In the end, tracing the impact of central bank QE on asset prices is like following an ounce of water from one end of a river to the other. It’s practically impossible. Instead, we look for clues that suggest how the cash must be flowing. The leaf that floats downstream leads us to conclude that the ounce of water has flowed along with it. In markets, we first point to the decline of the US dollar (which we thought would result from the liquidity deluge). Then we focus on the unwillingness of government bond yields to rise alongside equities, even though breakeven inflation rates were more than happy to do so.

In the absence of absolute proof, seeing is believing. Fixed income investors may remember the negative impact on financing conditions of reducing the reserves held at the Fed in 3Q19. And equity investors may recall how markets reacted in 4Q19 when the Fed reversed course, injecting reserves and improving financing conditions. But who will forget the never-before-witnessed liquidity injection in 2020? Central banks across the G10 will have injected US$4 trillion via government bond purchases alone by year-end.

In the face of that sum, the idea that this tsunami of liquidity hasn’t had far-reaching impacts on asset prices seems outlandish. Naturally, incentives need to align for people to invest available funds. One such incentive in 2020 was the surprisingly strong rebound in economic activity. Another was zero or sub-zero risk-free rates. But the potency of incentives to invest excess cash moderates as the cash piles up. And piling up is an understatement. 2021 is going to be another big year for liquidity injection.

On our projections, G10 central banks will inject another US$2.8 trillion of liquidity next year – just in their government bond purchases. To put this in context, that’s more than twice the amount of liquidity central banks injected in any year prior to the one drawing to a close. Of course, this liquidity doesn’t have to find its way into financial markets immediately.
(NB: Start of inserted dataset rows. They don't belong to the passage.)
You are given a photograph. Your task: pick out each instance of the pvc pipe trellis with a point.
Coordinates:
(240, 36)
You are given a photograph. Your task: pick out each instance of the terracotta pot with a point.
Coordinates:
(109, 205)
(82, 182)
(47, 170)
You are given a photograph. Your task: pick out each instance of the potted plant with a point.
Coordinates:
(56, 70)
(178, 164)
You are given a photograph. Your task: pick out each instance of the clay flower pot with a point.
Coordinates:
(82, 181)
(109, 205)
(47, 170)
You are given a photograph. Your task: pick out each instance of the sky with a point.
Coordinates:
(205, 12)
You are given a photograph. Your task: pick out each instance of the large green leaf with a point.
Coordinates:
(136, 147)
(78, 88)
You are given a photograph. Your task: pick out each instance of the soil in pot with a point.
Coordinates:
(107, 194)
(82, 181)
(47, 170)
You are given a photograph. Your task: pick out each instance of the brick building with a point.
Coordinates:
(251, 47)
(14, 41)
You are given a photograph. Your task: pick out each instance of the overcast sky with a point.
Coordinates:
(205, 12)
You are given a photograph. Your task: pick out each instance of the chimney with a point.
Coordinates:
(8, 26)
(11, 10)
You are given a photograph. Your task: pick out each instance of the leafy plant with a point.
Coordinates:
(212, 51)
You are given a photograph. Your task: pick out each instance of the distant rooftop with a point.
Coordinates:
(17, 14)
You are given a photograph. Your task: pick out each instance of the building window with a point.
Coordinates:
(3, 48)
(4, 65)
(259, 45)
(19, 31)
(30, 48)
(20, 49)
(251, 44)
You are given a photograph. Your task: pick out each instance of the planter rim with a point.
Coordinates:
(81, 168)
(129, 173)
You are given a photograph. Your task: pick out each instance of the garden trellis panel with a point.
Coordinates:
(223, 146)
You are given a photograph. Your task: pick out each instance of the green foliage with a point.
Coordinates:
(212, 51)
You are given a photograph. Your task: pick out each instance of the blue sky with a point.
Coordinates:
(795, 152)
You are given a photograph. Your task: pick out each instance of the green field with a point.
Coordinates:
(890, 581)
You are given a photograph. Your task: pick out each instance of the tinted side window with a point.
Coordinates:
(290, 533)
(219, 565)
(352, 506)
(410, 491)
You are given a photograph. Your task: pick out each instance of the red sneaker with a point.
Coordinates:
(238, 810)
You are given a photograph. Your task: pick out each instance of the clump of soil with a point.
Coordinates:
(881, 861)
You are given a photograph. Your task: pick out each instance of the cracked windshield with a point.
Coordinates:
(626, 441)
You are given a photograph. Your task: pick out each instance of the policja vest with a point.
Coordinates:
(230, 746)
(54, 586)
It certainly didn’t this year, as evidenced by the US$4.5 trillion sitting in US money market funds today.

But, if our economists are right and the global economy outperforms expectations, we think the ample liquidity environment will support riskier investments to the detriment of risk-less ones. That means the US dollar has further to fall against a host of G10 and EM currencies next year, and the safest investment of all – US Treasuries – will struggle to make ends meet.

Of course, if central banks signal a reduction in liquidity earlier than we expect, or our economists’ buoyant expectations aren’t met, risky assets could experience a wobble, a theme that might very well feature in our 2021 mid-year outlook.